The IRL Record Ontology

While constructing the semantic architecture of the IRL Linked Data platform, we make a clear distinction between (i) the curation of the encoded data contained in the records as well as the long-term preservation thereof, managed by a digital archivist, and (ii) the analysis and interpretation of that data to answer specific questions for historians and researchers. To support the two processes and to maintain the clear separation of concerns, two distinct but interrelated knowledge bases are developed [1].

A first knowledge base is set up to contain the in RDF encoded records using a “flat” ontology that captures the information contained in those records in a lexical manner. While encoding, any noise such as errors or missing values will be respected to preserve the original historical record and provenance. This first knowledge base is then used as input to populate a second knowledge base with more expressive ontologies and with specific assumptions and interpretations of values prior to the data analysis.

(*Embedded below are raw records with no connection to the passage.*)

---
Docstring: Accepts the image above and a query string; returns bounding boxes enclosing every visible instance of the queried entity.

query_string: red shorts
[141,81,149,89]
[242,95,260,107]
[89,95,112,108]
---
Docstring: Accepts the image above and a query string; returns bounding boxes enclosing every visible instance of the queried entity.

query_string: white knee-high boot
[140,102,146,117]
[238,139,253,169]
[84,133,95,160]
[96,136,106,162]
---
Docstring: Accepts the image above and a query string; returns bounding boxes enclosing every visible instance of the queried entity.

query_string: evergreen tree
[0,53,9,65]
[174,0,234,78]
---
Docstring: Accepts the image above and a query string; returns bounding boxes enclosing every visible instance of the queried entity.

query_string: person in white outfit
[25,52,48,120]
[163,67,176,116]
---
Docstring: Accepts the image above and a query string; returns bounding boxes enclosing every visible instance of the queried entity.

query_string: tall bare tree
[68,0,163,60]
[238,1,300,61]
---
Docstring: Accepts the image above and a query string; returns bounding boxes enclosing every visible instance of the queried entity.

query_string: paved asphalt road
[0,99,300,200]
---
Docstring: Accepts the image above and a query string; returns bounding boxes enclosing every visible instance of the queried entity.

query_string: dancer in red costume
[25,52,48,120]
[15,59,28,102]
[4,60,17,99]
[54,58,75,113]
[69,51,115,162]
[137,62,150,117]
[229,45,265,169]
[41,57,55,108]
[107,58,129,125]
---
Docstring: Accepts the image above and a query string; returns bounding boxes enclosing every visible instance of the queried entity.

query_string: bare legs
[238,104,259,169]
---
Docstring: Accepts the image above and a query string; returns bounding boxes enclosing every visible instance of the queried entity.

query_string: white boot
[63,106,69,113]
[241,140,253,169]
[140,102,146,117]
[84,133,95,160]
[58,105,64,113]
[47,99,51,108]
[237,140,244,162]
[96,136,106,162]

In this post, we present the ontology for representing vital records and elaborate on its construction and validation process, which we will from now on call the records ontology. This records ontology had to be created as, to the best of our knowledge, available ontologies for vital records were non-existent.

The latest version of the records ontology can be found by following http://www.purl.org/net/irish-record-linkage/records

Construction of the records ontology

Births, deaths and marriages were captured per district (within a union, within a county) as single records on register pages. These pages can contain up to 10 records after which such a page is signed off by the registrar and sent to the superintendent registrar for inspection and validation. To create a first version of the records ontology, we merely “lifted” the information one could see on one such register page to an ontology.

To minimize interpretation, we choose to develop a “flat” ontology, which means that most information that can be found on such a register page was captured as literals. For example, instead of creating a concept Person that can have a fore– and surname, we choose to relate the concept of a Record to these attributes.

For the records ontology, we have defined the following concepts:

  • A RegisterPage, which contains records.
  • Record to represent the different types of records. Each record must belong to a register page and each register page can have zero (blank pages) or more records.
  • Then we make a distinction between a Certificate and a MarriageRecord, both of them being subclasses of the concept Record. The first has as a subject only one person and the latter two. The two concepts are disjoints, which makes that no instance of a certificate can be an instance of a marriage record and vice verse.
  • Finally, we created two disjoint subclasses of the concept Record to represent birth- and death records; BirthRecord and DeathRecord.

The only object properties – a relation between two concepts – we needed were to relate records to register pages. All other properties are data type properties. Data type properties are related to the greatest common denominator. For instance, all records are signed off by a registrar on a certain date. The date of registration as well as information on the registrar are therefore related to the concept of Record so that all subtypes of this class inherit this property.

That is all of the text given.